JAKARTA, PARLEMENRAKYAT.id – 29 April 2025 — Mahkamah Konstitusi (MK) Republik Indonesia membuat gebrakan hukum dengan memutuskan bahwa pasal pencemaran nama baik dalam Undang-Undang Informasi dan Transaksi Elektronik (UU ITE) tidak lagi berlaku untuk lembaga, institusi, atau korporasi.

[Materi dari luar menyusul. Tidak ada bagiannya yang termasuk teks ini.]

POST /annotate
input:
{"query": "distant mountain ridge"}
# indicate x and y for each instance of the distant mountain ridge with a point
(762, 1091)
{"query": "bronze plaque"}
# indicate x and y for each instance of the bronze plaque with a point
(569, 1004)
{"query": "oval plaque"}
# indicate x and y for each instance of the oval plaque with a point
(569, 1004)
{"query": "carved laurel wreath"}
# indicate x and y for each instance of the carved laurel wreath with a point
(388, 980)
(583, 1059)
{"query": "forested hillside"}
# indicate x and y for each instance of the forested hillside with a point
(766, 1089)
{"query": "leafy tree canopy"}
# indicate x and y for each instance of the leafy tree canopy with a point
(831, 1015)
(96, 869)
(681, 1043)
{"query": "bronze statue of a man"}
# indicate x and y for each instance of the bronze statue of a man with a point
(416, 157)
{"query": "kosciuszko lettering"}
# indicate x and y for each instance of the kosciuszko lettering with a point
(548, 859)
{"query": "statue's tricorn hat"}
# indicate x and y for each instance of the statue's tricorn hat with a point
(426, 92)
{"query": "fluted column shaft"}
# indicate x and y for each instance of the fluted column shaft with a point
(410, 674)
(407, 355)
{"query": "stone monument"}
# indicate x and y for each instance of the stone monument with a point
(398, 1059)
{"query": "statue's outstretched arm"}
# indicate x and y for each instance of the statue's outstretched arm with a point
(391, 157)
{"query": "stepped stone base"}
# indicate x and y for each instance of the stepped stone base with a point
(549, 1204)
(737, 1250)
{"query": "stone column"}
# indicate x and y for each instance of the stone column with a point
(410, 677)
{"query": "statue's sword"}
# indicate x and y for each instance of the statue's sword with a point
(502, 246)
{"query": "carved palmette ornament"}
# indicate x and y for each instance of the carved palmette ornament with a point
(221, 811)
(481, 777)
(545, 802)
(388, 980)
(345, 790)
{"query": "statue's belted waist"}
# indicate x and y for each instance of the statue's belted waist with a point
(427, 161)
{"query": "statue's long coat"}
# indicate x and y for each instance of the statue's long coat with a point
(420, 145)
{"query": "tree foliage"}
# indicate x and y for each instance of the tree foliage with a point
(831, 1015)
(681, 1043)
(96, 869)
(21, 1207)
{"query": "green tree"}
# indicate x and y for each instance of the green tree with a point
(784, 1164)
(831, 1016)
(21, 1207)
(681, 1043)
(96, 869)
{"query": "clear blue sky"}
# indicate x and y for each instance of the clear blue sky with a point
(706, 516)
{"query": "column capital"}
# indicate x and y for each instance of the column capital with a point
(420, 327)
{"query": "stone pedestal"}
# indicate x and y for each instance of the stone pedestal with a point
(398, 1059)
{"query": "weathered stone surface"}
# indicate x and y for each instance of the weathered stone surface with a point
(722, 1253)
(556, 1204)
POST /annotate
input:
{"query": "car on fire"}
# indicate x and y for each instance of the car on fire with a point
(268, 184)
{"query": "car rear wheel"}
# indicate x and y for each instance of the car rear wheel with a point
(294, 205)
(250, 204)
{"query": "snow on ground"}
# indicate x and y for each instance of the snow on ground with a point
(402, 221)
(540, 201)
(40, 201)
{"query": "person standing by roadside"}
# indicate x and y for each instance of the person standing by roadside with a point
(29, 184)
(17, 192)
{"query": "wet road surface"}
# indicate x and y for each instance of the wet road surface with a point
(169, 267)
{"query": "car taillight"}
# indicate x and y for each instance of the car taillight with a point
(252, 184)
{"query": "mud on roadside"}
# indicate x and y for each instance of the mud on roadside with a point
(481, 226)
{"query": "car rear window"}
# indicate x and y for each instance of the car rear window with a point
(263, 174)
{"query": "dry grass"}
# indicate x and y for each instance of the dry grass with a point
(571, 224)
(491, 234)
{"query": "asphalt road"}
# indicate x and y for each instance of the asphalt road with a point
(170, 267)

Putusan ini menjadi angin segar bagi kebebasan berekspresi di Indonesia.

Putusan yang dibacakan pada Selasa (28/4) dengan nomor perkara 105/PUU-XXII/2024 itu menegaskan bahwa frasa “orang lain” dalam Pasal 27A dan Pasal 45 ayat (4) UU ITE hanya berlaku bagi individu, bukan terhadap kelompok, jabatan, ataupun badan hukum.

Ketua MK, Suhartoyo, menyampaikan bahwa pasal tersebut selama ini berpotensi disalahgunakan untuk membungkam kritik terhadap pemerintah atau institusi publik, padahal kritik merupakan bagian penting dari demokrasi.

“Kebebasan mengkritik kebijakan publik harus dijamin. Pasal ini tidak boleh jadi alat represi,” tegas Suhartoyo.

Berawal dari Kasus Lingkungan

Putusan ini muncul sebagai respons atas permohonan uji materi yang diajukan Daniel Frits Maurits Tangkilisan, seorang aktivis lingkungan yang sempat dijerat pasal pencemaran nama baik usai mengkritik kondisi lingkungan di Karimunjawa lewat sebuah video.

Daniel sempat divonis bersalah oleh pengadilan negeri, namun kemudian dibebaskan oleh pengadilan tinggi. Perjuangannya kini membuahkan hasil yang bukan hanya untuk dirinya, tapi juga untuk publik yang lebih luas.

Apa Implikasinya?

Dengan adanya putusan ini:

Lembaga, korporasi, atau pemerintah tidak bisa lagi menuntut atas dasar pencemaran nama baik melalui UU ITE.

Kritik terhadap kebijakan atau institusi dijamin sebagai hak warga negara.

UU ITE kini lebih jelas dan tidak bisa digunakan sembarangan untuk membungkam suara kritis.

Putusan ini disambut baik oleh aktivis dan pegiat kebebasan berekspresi sebagai langkah besar menuju demokrasi yang sehat dan terbuka.